If we participate with your insurance carrier, we will accept assignment on all covered services and bill your insurance for you. You are responsible for the copay, deductible, and all non-covered services. Depending upon your particular benefits package with your insurance, they may cover some, all, or none of the services rendered to you.
Therefore it is your responsibility to:
1. Provide documentation of your coverage
2. Know what benefits are covered by your insurance and what services are your personal responsibilities.
3. Provide the appropriate documents (e.g. referrals) that allow us to bill your insurance carrier. If the appropriate information is not received, you will be asked to sign a waiver of responsibility.
We accept Medicare assignment, which means that we accept the allowable charges set by Medicare. Medicare typically pays 80% of the allowable charge after your deductible has been met. You will be responsible for the 20% remainder unless you have a Medicare supplement. We will bill your Medicare supplement after Medicare has paid, if you provide the necessary information to us.
Rarely, after complete healing from surgery for which insurance has paid, you and your surgeon may agree that some revision procedure would enhance your cosmetic outcome. I understand that aesthetic surgery is not a covered benefit of Medicare and other insurance carriers. Therefore any aesthetic procedure will be my financial responsibility and payment in full will be expected prior to the procedure.
Medical Authorization Release
By signing below, you authorize Fante Eye & Face Centre to give you reasonable and proper medical care by today’s standard.
I agree that the attending physician may use, or permit other persons to use any negatives, prints, movies, and digital images, and/or other visual or audio recordings, for purposes including, but not limited to, dissemination to health care professionals and/or members of the public for treatment, research, medical, scientific, teaching, or other purposes in such a manner as may be deemed appropriate by my attending physician. I agree that this information may be disseminated in either paper form or digital form using delivery techniques that include but are not limited to the U.S. Postal Service, Federal Express, UPS, email, the Internet, and file transfer protocol.

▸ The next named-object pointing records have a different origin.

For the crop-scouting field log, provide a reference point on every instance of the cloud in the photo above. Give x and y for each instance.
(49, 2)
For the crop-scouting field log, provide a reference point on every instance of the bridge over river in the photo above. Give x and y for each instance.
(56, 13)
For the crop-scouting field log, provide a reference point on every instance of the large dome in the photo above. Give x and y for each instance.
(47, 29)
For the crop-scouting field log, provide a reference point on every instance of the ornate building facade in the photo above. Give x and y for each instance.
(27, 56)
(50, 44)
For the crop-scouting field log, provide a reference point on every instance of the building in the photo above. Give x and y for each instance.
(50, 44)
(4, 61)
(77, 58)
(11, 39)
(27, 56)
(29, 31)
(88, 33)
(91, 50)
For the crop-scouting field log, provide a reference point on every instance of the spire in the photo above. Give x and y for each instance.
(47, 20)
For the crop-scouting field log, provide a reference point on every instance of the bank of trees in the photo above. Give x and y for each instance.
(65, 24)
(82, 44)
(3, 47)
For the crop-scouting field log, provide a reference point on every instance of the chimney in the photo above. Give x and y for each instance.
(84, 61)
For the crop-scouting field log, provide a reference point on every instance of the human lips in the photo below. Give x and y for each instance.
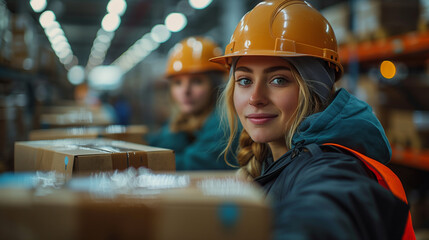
(260, 118)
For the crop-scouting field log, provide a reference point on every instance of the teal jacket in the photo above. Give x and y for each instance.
(204, 152)
(349, 122)
(321, 192)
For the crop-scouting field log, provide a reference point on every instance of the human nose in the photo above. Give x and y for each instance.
(258, 96)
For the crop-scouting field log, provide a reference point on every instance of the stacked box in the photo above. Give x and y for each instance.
(133, 133)
(71, 156)
(134, 205)
(382, 18)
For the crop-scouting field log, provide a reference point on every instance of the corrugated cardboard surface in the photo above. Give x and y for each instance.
(89, 155)
(178, 213)
(133, 133)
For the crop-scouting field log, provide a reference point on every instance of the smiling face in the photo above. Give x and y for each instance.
(265, 97)
(191, 92)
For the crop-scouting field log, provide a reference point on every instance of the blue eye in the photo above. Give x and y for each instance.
(279, 81)
(244, 81)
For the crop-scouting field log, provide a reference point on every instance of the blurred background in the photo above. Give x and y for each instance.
(66, 63)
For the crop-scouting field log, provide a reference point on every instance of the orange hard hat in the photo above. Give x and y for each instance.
(192, 55)
(283, 28)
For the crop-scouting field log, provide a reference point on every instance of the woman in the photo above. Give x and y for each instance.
(317, 152)
(193, 132)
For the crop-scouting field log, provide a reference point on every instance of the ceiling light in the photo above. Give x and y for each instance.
(110, 22)
(199, 4)
(117, 7)
(105, 77)
(46, 18)
(38, 5)
(175, 22)
(160, 33)
(76, 75)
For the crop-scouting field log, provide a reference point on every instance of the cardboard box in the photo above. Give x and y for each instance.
(165, 206)
(133, 133)
(379, 18)
(89, 155)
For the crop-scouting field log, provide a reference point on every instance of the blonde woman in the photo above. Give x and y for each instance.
(193, 131)
(318, 153)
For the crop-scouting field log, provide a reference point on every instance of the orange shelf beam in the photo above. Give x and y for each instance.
(411, 158)
(409, 43)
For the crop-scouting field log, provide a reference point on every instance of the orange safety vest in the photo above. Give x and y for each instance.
(388, 180)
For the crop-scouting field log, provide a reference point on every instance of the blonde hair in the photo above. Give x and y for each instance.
(251, 154)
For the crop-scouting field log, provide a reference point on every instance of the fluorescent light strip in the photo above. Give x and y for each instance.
(160, 33)
(110, 23)
(55, 35)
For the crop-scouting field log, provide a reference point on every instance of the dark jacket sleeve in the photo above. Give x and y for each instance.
(332, 196)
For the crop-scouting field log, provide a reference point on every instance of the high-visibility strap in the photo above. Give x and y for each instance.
(388, 180)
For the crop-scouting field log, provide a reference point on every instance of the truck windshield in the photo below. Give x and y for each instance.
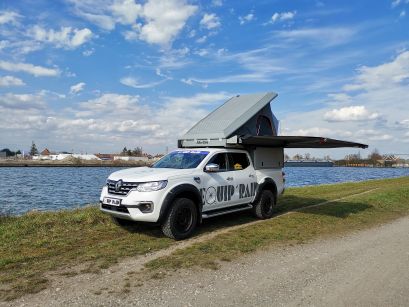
(181, 159)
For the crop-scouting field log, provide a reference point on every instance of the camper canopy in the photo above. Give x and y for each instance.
(247, 120)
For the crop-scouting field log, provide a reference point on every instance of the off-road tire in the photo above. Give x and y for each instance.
(264, 208)
(122, 222)
(181, 219)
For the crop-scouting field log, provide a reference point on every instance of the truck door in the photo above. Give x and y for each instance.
(218, 187)
(244, 177)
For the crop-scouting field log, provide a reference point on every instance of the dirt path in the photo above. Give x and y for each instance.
(367, 268)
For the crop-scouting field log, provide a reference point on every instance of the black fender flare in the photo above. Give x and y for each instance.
(268, 183)
(187, 190)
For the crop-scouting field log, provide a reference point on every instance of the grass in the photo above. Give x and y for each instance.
(389, 201)
(35, 245)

I hereby authorize Fante Eye & Face Centre to release any medical or other necessary information to insurance carriers in either paper or digital from concerning this illness/accident. I hereby irrevocably assign all payments for all services rendered to Fante Eye & Face Centre. I also request payment of government benefits either to myself or to Fante Eye & Face Centre. I have read and understand the policies described above. I have provided complete and accurate medical and financial information on all forms. I acknowledge that I am responsible to pay all charges for treatment as outlined above.
A copy of this authorization shall be considered valid as the original.